Motorsport legend Sir Sitrling Moss has died at the age of 90. Following Sir Stirling's retirement in 2018, Andrew Frankel celebrated the 16-time grand prix winner's incredible career by touring the scenes of some of his finest moments. This is Andrew's feature as it ran at the time.
When he was young, he was known as the Boy Wonder. In time, he would become simply ‘Mr Motor Racing’.
If you ever wanted to prove that statistics prove nothing at all, the fact that Sir Stirling Craufurd Moss never won the Formula 1 world championship offers the evidence you need.
He should have won in 1958, winning four grands prix to Mike Hawthorn’s one. The latter appeared to have lost the crown when he was disqualified from the Portuguese GP for pushing his car the wrong way up the track. On the contrary, said Moss at his rival’s appeal, at the time Hawthorn was on the pavement...

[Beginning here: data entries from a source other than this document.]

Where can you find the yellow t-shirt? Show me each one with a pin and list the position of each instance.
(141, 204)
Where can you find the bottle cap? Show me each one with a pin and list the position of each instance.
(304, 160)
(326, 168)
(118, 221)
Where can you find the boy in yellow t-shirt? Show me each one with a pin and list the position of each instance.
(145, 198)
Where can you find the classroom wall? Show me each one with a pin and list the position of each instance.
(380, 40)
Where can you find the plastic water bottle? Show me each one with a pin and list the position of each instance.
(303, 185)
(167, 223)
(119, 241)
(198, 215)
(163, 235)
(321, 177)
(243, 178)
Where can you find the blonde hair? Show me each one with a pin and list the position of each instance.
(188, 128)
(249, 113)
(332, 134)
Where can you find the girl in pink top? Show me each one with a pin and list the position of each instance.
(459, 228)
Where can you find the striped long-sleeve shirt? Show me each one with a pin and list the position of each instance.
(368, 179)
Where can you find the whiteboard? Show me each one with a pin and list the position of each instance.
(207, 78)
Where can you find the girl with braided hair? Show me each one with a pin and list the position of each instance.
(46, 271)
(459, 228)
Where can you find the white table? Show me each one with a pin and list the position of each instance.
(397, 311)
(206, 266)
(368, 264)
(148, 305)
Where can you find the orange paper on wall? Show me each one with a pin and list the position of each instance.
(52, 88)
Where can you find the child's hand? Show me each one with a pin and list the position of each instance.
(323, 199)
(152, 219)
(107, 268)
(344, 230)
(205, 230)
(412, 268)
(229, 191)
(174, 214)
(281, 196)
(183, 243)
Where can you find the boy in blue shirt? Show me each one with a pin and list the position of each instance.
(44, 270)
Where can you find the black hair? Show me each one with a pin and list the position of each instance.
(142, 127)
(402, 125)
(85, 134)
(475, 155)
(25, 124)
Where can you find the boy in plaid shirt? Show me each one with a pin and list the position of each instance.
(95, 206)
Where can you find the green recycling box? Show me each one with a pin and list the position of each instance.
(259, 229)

Moss gained Hawthorn seven points, and lost the title to him by just one. Imagine Lewis Hamilton speaking up for Sebastian Vettel in such a way with so much as a bag of Jelly Babies at stake. That, far more than his myriad achievements and long before I got to call him a friend, is why Moss has always been my hero.
Why this now? Simply because, after a long illness and at the age of 88, Moss has retired from public life, and now seemed as good a time as any to visit places on the British mainland where just some of the most extraordinary feats of his career were accomplished. As for transport, we wanted a car from a brand he’d raced, which today still includes BMW, Mercedes, Audi, Porsche, Jaguar, Aston Martin, Maserati, Ferrari, Lister, Lotus, MG and, if you count Cooper, Mini too. I chose a Maserati because it was his performances in a private 250F that brought Moss to the attention of Mercedes-Benz and catapulted him to stardom.
We opted for a GranTurismo MC, a car whose brief pleasingly combines the long-distance requirements of the 1000-mile journey it was to do with being the most sporting Maserati currently on sale.